To reiterate these are arbitrage strategies. One definition of arbitrage is “a trading strategy that is used to generate a guaranteed profit from a transaction that requires no commitment of capital or risk bearing on the part of the trader.” Whilst the definition cannot be applied as written to modern financial arbitrage, still and all, investors in hedge funds have classified arbitrage strategies as coming within the relative-value category. Given appropriate risk controls, arbitrage and relative-value strategies should produce a return stream of steady consistent profits with blow-out protection for down-phases for the strategy. This should give a high percentage of winning months (more than 80%) with similar order profits and losses. These characteristics have not been present in CB arbitrage funds for some time.

It is no wonder then that as capital in the hedge fund industry has stabilised this year the proportion of the capital in the industry dedicated to CB arbitrage has continued to decline. At the end of September 2009 convertible bond arbitrage funds constituted only 1.77% of the asset-weighted Credit Suisse/Tremont Hedge Fund Index. This is not just a result of passive neglect, from net inflows going to other strategies. There have been net outflows from CB arb in each month in the first half of the year according to HedgeFund.net’s analysis, and anecdotal evidence suggests that has probably continued into the third quarter on balance.

Just as the publication of the “how to” book signalled the peak of the strategy, has Dow Jones signalled another shift for the CB arbitrage? In January this year Dow Jones Hedge Fund Indexes, Inc. announced that it has suspended publication of the Dow Jones Hedge Fund Convertible Arbitrage Strategy Benchmark, until further notice. The decision to halt publication of the benchmark was made jointly by Dow Jones Hedge Fund Indexes and the investment manager of the managed-account platform that supports the Dow Jones Hedge Fund Strategy Benchmarks. As a consequence, the investment manager took steps to reduce the platform's exposure to the convertible arbitrage strategy and to reduce the number of managers on the platform that specialize in this strategy. What does this action tell us?



So at less than 2% of industry assets a new query is raised on CB arbitrage as a strategy – how investable is it for institutional investors? Is it becoming a marginal strategy for investors in hedge funds on the basis of the amount of capital it is possible to commit? Is it just too volatile now to be a mainstream strategy in an era dominated by institutional flows?

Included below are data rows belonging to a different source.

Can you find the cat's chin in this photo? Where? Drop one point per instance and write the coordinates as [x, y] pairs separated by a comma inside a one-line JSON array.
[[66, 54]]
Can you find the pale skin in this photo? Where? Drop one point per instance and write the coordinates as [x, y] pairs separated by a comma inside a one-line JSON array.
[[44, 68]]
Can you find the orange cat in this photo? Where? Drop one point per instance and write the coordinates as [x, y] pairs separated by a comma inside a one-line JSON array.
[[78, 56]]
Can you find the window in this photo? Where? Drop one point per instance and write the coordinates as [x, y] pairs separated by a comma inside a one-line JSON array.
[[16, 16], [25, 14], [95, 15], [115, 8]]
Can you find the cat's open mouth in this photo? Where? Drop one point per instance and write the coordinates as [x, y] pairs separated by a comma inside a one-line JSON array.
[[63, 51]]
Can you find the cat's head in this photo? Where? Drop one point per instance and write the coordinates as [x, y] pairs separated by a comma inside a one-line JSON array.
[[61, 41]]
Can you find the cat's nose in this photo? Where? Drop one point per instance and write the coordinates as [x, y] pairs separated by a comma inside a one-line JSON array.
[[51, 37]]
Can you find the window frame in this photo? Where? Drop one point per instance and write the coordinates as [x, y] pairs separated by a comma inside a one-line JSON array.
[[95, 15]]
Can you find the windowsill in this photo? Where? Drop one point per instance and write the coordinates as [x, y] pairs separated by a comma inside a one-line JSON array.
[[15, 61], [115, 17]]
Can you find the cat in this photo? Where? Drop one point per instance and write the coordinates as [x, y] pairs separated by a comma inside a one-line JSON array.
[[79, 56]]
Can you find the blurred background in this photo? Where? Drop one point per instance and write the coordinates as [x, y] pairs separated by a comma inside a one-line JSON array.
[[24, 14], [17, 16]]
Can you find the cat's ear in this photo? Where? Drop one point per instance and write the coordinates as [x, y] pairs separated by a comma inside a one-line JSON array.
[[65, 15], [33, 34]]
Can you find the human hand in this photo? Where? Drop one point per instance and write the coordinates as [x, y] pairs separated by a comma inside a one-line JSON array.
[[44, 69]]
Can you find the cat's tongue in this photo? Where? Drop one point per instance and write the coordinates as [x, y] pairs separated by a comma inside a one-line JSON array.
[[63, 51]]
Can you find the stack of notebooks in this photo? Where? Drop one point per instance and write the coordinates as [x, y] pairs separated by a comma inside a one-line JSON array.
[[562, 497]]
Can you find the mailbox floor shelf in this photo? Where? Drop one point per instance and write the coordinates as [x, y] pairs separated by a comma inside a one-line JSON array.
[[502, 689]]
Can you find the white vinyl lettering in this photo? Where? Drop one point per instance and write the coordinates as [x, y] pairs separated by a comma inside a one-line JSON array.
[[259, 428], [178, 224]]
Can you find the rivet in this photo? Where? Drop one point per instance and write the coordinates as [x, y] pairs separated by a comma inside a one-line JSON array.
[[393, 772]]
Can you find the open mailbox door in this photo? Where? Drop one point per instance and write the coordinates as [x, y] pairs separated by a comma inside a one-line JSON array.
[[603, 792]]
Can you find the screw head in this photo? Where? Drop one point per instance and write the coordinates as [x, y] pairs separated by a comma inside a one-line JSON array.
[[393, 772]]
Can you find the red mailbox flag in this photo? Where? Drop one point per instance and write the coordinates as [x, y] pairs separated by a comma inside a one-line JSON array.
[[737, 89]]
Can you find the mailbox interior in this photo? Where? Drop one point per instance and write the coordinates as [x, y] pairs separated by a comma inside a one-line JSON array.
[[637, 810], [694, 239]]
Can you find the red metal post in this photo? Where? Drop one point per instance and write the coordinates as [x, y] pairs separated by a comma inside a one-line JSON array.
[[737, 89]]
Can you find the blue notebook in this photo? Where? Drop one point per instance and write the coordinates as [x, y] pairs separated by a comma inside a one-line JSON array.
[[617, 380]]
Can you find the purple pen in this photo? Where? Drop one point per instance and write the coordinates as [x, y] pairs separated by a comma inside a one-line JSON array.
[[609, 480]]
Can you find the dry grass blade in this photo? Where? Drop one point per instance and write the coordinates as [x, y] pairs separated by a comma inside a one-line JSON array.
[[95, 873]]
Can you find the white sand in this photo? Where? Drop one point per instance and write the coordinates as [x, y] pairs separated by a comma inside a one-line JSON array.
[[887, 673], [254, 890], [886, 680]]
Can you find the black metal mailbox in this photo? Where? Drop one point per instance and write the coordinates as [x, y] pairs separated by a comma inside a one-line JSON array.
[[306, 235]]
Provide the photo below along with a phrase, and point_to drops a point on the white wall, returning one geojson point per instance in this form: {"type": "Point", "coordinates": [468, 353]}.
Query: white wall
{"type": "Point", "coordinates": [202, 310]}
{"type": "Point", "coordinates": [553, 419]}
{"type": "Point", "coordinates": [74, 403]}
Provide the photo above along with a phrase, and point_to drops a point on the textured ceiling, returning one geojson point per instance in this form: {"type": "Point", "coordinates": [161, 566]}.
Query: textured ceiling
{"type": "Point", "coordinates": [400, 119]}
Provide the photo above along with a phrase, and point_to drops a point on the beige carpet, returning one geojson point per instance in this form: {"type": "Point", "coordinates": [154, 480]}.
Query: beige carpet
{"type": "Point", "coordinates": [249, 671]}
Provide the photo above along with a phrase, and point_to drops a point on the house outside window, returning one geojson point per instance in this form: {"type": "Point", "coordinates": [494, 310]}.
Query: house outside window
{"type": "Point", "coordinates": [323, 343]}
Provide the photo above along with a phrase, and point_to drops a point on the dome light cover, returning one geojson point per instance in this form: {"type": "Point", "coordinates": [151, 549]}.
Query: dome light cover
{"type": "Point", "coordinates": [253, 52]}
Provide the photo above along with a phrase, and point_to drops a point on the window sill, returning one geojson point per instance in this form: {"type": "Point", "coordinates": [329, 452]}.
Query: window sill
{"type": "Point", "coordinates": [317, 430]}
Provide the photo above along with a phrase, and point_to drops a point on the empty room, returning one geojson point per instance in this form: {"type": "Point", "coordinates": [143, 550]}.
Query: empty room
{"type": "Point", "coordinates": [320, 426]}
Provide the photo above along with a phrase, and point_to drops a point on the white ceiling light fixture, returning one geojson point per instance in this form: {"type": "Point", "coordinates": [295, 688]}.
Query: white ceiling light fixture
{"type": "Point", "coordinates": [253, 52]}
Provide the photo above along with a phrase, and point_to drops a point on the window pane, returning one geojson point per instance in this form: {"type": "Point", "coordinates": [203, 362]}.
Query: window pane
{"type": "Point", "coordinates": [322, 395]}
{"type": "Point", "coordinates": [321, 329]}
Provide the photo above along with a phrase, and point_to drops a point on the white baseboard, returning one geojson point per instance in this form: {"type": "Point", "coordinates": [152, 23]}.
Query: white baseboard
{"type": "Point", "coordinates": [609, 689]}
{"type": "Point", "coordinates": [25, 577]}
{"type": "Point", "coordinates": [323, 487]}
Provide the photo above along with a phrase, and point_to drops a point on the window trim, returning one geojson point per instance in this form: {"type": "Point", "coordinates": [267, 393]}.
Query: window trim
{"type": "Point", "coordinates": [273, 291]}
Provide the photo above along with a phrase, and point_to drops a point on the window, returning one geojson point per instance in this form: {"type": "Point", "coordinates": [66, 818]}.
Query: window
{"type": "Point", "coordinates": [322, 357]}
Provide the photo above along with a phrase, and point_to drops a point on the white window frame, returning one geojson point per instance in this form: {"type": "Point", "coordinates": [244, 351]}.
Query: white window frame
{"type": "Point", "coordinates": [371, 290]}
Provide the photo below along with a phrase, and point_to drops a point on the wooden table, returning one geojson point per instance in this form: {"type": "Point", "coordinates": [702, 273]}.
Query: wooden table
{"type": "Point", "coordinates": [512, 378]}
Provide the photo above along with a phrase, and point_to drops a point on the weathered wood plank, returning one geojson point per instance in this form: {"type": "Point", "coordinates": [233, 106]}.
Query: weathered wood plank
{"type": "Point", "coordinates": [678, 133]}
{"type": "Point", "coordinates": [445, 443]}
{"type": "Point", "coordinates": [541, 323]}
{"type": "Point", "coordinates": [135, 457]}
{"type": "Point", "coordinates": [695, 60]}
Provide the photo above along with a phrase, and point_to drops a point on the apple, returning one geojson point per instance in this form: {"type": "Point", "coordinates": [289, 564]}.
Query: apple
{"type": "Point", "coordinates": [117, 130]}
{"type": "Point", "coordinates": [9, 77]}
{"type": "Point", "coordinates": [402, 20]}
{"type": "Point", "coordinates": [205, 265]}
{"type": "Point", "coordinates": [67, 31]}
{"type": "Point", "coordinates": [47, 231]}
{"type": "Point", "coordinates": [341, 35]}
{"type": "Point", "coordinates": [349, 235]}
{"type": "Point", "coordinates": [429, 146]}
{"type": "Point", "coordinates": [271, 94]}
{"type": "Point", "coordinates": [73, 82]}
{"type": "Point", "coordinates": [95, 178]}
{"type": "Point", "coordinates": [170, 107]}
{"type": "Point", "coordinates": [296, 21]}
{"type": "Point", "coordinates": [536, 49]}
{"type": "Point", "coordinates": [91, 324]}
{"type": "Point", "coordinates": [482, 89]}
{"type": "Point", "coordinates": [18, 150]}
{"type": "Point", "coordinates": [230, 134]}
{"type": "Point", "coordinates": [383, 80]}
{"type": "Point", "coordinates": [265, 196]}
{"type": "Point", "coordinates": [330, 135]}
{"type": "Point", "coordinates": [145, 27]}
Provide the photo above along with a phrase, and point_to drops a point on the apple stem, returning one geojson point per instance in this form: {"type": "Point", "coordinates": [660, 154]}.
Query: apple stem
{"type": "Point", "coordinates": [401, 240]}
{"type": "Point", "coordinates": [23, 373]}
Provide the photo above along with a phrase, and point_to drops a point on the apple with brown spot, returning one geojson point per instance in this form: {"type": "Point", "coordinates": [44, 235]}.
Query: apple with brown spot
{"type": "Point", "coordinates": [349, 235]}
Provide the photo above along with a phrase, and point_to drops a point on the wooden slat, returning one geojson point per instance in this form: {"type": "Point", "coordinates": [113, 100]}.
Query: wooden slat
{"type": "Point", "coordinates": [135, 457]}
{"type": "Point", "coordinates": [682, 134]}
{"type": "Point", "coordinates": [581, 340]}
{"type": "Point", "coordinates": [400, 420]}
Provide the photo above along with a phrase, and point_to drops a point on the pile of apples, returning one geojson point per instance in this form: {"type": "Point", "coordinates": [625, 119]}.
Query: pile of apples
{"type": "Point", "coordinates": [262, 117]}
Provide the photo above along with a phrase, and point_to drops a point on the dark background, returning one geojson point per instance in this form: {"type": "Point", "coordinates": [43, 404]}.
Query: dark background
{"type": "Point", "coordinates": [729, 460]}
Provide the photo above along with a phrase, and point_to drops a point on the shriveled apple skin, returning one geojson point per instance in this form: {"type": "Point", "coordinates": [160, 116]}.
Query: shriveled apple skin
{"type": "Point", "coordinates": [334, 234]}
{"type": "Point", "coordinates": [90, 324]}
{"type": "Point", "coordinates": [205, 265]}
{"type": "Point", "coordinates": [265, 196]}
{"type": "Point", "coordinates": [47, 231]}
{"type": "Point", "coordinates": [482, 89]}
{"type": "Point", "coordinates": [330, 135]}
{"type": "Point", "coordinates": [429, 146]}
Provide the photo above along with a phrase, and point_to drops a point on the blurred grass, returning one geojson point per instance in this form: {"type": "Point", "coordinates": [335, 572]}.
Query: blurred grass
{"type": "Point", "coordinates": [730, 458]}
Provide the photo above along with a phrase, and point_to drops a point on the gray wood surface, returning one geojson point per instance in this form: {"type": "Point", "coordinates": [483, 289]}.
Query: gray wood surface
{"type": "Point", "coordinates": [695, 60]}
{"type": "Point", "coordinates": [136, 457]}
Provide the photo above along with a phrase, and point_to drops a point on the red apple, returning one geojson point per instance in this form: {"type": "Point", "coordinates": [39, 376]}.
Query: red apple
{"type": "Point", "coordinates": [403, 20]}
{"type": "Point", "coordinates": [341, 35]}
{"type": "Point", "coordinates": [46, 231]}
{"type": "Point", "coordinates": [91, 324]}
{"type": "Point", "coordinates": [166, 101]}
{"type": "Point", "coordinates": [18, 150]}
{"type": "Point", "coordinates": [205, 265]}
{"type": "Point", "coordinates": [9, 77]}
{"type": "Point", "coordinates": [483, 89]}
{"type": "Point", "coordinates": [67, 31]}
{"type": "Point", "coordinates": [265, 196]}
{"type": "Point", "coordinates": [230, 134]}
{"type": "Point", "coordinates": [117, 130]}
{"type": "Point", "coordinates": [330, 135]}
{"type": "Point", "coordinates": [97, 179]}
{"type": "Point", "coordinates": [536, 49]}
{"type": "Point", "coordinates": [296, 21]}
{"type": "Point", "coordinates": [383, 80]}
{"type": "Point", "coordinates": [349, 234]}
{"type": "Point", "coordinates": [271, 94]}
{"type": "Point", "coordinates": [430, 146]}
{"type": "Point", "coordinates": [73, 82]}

CB arbitrage may be following the precedent set by merger arbitrage in the last ten years: it went from being a core hedge fund strategy to a minor hedge fund strategy. Then it became an elective component for opportunistic funds with a multi-strategy capability. Is it only a coincidence that the proportion of the industry’s capital invested in multi-strategy hedge funds has gone up by 40% in two years?